Wikipedia allows you to research, enter, edit entries on any subject anytime, from anywhere.

Personal videos posted on sites like YouTube can now launch careers.




New technology like google wave and Skype are making it easier to connect, Social networks like Facebook, and Twitter allow people to share ideas and information and stay connected. This can be profound as well as tedious.
I never cared for Twitter until I saw how it helped young protesters in Iran connect and strategize.

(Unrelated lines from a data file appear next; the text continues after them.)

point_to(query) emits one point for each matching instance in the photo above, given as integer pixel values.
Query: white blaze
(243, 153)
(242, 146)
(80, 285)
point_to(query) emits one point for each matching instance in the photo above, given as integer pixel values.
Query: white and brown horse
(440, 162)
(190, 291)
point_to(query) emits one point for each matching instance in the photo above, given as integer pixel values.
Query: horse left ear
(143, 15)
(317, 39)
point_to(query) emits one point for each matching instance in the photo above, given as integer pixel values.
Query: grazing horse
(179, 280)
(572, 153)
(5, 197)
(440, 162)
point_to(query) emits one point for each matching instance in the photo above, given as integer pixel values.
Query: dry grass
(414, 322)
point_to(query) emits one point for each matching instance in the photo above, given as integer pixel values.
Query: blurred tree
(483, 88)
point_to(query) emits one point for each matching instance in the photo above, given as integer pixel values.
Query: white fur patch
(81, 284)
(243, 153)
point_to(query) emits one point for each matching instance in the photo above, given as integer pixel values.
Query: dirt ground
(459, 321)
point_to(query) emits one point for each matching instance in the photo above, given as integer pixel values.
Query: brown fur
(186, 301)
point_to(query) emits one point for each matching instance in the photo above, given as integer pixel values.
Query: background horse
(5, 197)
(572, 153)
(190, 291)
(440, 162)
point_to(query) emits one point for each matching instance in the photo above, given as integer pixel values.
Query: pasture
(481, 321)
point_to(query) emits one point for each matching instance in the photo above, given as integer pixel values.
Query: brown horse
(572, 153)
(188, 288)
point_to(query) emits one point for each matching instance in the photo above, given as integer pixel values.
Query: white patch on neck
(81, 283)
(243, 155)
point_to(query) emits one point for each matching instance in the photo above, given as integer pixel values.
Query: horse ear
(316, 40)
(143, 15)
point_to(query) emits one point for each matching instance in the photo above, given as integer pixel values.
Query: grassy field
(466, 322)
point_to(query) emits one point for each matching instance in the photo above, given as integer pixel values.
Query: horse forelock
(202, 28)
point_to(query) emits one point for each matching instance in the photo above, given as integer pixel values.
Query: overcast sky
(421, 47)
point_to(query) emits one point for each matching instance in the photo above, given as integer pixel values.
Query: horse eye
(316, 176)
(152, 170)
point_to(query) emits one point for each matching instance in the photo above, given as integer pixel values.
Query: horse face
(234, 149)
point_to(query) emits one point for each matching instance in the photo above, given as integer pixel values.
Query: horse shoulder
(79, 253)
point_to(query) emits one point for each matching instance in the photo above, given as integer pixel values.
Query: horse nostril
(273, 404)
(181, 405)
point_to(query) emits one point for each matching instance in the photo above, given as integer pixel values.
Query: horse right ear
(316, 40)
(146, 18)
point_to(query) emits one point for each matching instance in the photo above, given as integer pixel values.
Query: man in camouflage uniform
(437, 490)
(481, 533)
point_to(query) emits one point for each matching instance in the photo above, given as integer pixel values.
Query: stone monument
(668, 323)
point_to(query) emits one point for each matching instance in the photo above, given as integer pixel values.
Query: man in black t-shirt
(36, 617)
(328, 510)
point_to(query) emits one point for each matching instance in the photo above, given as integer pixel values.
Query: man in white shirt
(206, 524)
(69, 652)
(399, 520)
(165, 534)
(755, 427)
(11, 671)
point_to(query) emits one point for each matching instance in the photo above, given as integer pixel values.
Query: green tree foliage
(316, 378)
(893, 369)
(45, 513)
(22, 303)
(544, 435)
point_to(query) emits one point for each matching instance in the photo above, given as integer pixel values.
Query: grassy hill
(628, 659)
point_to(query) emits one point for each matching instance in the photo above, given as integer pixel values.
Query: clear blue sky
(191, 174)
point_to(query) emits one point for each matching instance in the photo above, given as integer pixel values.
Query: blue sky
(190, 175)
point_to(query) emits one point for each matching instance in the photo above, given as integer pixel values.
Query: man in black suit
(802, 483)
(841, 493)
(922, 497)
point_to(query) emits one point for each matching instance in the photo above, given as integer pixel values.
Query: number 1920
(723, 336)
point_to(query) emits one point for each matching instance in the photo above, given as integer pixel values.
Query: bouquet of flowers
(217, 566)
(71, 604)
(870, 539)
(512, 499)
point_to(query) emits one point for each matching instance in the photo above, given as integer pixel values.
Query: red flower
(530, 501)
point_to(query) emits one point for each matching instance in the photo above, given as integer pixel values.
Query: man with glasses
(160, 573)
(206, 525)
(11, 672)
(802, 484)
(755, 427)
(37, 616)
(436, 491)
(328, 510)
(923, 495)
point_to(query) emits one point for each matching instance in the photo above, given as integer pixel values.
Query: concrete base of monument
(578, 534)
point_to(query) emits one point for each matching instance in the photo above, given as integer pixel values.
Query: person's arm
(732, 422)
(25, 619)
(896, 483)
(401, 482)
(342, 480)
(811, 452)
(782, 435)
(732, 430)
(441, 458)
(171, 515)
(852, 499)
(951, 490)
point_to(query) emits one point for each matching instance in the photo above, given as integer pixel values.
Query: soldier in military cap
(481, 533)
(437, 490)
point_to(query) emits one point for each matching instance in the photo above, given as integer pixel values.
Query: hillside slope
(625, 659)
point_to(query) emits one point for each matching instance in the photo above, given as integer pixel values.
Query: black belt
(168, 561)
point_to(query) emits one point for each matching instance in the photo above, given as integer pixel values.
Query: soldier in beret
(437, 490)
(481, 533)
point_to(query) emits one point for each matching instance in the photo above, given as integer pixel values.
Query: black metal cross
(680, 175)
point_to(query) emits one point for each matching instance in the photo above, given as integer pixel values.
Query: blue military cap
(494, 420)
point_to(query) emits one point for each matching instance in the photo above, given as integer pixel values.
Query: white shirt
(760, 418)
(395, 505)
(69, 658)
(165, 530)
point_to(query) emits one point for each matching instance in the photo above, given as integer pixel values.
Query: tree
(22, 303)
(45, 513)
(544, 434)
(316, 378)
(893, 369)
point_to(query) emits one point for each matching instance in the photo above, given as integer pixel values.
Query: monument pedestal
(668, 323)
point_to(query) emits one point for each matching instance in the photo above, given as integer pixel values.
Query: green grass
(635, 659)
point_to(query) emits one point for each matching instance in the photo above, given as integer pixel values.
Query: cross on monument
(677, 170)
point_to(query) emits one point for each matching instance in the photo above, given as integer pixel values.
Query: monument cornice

One of the most amazing things to me is how almost all of this is free. Some think the future of content is "free," though most aren't convinced. Which brings us to the thorn in all this- How do we all survive when so much content is (and expected and demanded to be) free?

Some are going to try to charge... early attempts at this have failed, but who knows if it easy and cheap enough it may work. Micro fees may be the way. Would you pay pennies to read individual stories on your favorite sites?

Journalism is particularly in free fall as sites expect people to write for next to nothing or worse. Advertising revenue is well below projections for even the biggest news and information sites, which means smaller sites can rarely be sustainable. Writers can't survive writing and researching for nothing.

While the vectors of the new media are coming into focus, the financial arrangements may yet still reshape the content delivery landscape dramatically. But really, it's still so new so unsettled, anything could happen.

Apple's rumored new Tablet computer may be the device that captures the imagination of the public and propels all this forward. An announcement is scheduled for January 26, 2010.


Another "artists rendering" of what the new 
Apple Tablet computer may look like.